Le diverse figure professionali, così come i beneficiari dei finanziamenti, si sarebbero interfacciati con il tecnico istruttore secondo un collaudato schema criminoso, consistente nella corresponsione di indebite somme (in genere pari a circa il 3% del contributo elargito), per garantirsi la trattazione della propria pratica in violazione dell'ordine cronologico e con aumenti - talora indebiti - dell'importo del contributo pubblico a fondo perduto (in un caso attestatosi a 950 mila anziché 595 mila euro come originariamente stabilito).

Il "do ut des"

Le contestate ipotesi di concussione prevedevano che il contributo pubblico venisse elargito ai richiedenti solo a condizione che costoro affidassero i lavori di ricostruzione a delle società facenti capo al citato tecnico istruttore e al padre di questi.

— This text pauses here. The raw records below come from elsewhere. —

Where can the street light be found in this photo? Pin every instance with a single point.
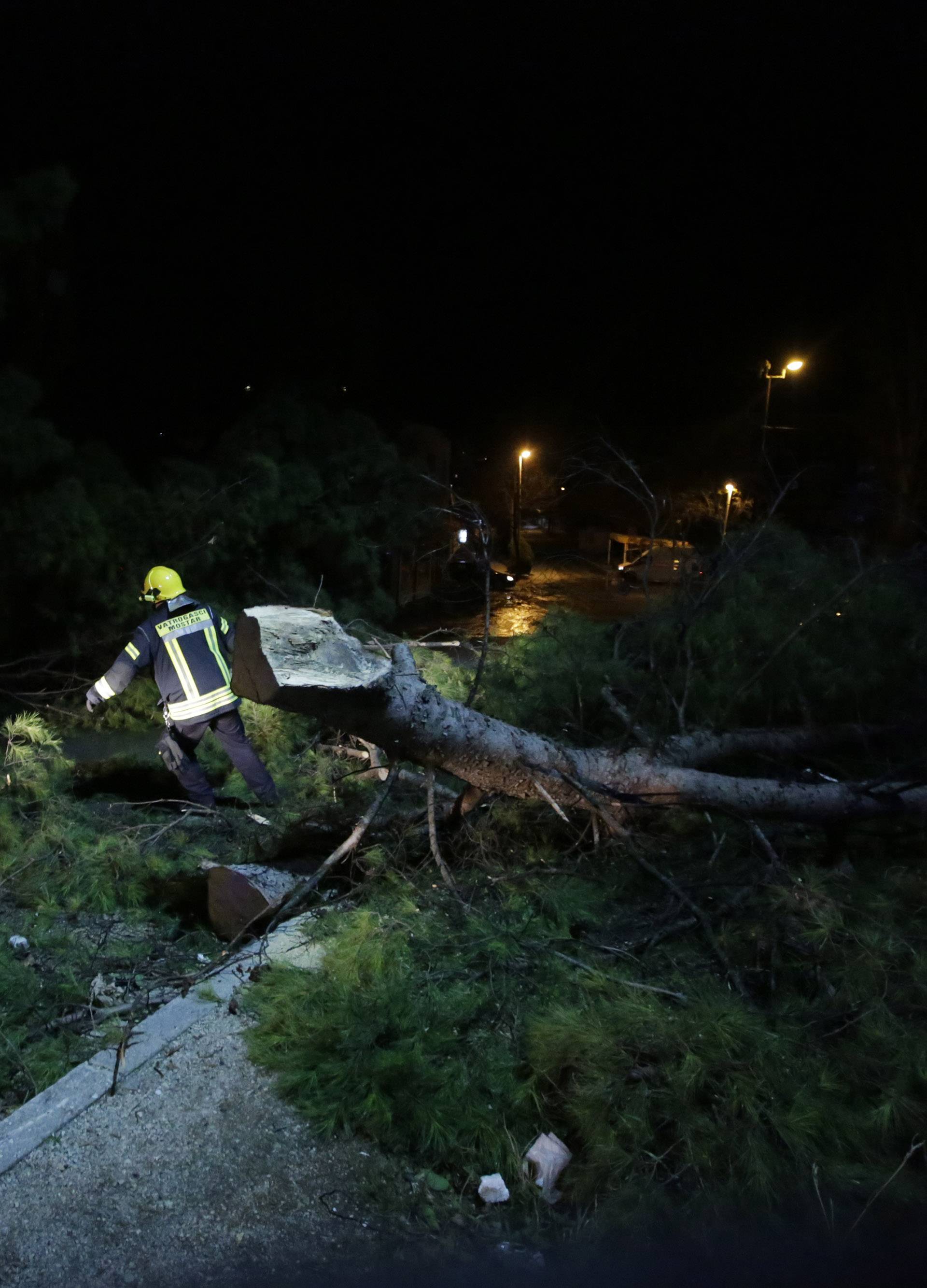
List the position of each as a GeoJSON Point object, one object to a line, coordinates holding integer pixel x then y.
{"type": "Point", "coordinates": [730, 490]}
{"type": "Point", "coordinates": [517, 517]}
{"type": "Point", "coordinates": [795, 365]}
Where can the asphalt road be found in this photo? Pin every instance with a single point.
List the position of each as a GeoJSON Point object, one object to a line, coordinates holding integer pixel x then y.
{"type": "Point", "coordinates": [561, 579]}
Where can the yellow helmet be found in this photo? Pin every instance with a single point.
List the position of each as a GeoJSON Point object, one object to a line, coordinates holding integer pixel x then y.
{"type": "Point", "coordinates": [163, 584]}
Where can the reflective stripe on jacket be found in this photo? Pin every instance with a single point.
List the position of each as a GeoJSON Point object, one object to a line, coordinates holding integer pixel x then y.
{"type": "Point", "coordinates": [188, 647]}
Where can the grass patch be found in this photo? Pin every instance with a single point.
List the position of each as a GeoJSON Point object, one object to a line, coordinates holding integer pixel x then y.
{"type": "Point", "coordinates": [454, 1037]}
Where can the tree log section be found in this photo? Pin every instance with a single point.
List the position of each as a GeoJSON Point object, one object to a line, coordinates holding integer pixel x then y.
{"type": "Point", "coordinates": [300, 660]}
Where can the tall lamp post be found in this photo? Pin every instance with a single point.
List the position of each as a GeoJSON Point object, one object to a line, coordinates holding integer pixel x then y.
{"type": "Point", "coordinates": [517, 518]}
{"type": "Point", "coordinates": [730, 490]}
{"type": "Point", "coordinates": [796, 365]}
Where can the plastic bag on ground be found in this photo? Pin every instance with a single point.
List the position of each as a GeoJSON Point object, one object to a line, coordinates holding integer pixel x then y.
{"type": "Point", "coordinates": [550, 1156]}
{"type": "Point", "coordinates": [493, 1189]}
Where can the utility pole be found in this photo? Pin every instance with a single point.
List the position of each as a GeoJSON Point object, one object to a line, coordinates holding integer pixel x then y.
{"type": "Point", "coordinates": [796, 365]}
{"type": "Point", "coordinates": [517, 517]}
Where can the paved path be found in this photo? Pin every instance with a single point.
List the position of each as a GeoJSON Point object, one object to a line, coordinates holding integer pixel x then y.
{"type": "Point", "coordinates": [195, 1167]}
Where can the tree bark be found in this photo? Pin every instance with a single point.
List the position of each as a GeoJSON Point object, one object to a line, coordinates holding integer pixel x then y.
{"type": "Point", "coordinates": [302, 660]}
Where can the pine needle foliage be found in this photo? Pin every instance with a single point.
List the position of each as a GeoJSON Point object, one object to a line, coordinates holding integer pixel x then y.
{"type": "Point", "coordinates": [455, 1037]}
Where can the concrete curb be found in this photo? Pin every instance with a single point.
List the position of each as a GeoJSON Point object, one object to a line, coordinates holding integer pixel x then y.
{"type": "Point", "coordinates": [48, 1112]}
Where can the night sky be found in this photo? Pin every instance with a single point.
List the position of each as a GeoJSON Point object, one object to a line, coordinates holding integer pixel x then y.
{"type": "Point", "coordinates": [499, 222]}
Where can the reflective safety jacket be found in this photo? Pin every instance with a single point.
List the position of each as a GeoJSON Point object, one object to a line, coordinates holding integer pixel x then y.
{"type": "Point", "coordinates": [188, 647]}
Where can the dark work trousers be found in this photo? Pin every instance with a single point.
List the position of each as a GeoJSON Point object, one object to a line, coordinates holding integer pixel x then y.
{"type": "Point", "coordinates": [230, 731]}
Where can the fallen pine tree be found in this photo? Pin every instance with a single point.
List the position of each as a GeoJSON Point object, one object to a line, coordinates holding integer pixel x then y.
{"type": "Point", "coordinates": [303, 661]}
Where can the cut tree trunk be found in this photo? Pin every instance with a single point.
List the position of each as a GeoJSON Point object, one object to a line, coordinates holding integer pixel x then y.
{"type": "Point", "coordinates": [302, 660]}
{"type": "Point", "coordinates": [240, 893]}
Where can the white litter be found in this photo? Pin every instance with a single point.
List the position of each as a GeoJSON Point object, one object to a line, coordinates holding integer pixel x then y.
{"type": "Point", "coordinates": [493, 1189]}
{"type": "Point", "coordinates": [550, 1156]}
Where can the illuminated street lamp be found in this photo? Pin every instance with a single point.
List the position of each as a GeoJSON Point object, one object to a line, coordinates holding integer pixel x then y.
{"type": "Point", "coordinates": [795, 365]}
{"type": "Point", "coordinates": [517, 518]}
{"type": "Point", "coordinates": [730, 490]}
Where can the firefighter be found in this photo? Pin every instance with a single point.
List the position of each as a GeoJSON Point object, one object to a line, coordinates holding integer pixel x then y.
{"type": "Point", "coordinates": [188, 647]}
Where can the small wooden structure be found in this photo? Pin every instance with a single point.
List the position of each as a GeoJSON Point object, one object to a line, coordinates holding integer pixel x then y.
{"type": "Point", "coordinates": [663, 558]}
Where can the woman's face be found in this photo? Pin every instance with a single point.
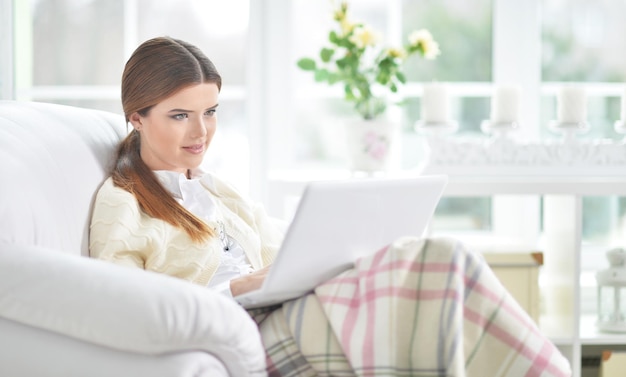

Le indagini avrebbero messo in evidenza che tali società, che di fatto sarebbero state gestite dal padre del pubblico ufficiale, erano intestate a prestanomi per evitare il diniego di iscrizione nella cosiddetta white list.

La cosca di Cutro

Nove indagati raggiunti dall'ordinanza di custodia cautelare (uno ancora attivamente ricercato), di cui 4 in carcere e 5 agli arresti domiciliari, fra cui architetti e ingegneri, imprenditori e soggetti del sistema bancario, sono ritenuti responsabili a vario titolo di concussione, corruzione per atti contrari ai doveri d'ufficio, intestazione fittizia di società, aggravati dalle finalità mafiose, per aver agevolato la cosca 'ndranghetistica Dragone di Cutro, in provincia di Crotone.

Le indagini

Gli approfondimenti investigativi, coordinati dalla Direzione Distrettuale Antimafia di Brescia e condotti dai Carabinieri di Mantova coordinati dal Colonnello Carmelo Graci sono stati resi possibili da prolungate attività tecniche d'intercettazione, anche con captatore informatico, dai servizi di osservazione e pedinamento e dalla disamina della documentazione amministrativa relativa alle pratiche di finanziamento pubblico.

I sequestri

A carico degli indagati è stato disposto anche il sequestro delle società fittiziamente intestate, delle provviste bancarie e di beni mobili e immobili per un valore di circa 2 milioni di euro, costituenti il ritenuto prezzo e il profitto dei reati contestati. Nel medesimo contesto, la Guardia di Finanza di Mantova, delegata a riscontrare condotte di natura penal-tributaria, con particolare riferimento all'emissione di fatture per operazioni inesistenti, ha concorso con i Carabinieri nell'esecuzione di perquisizioni a carico di alcuni degli odierni indagati.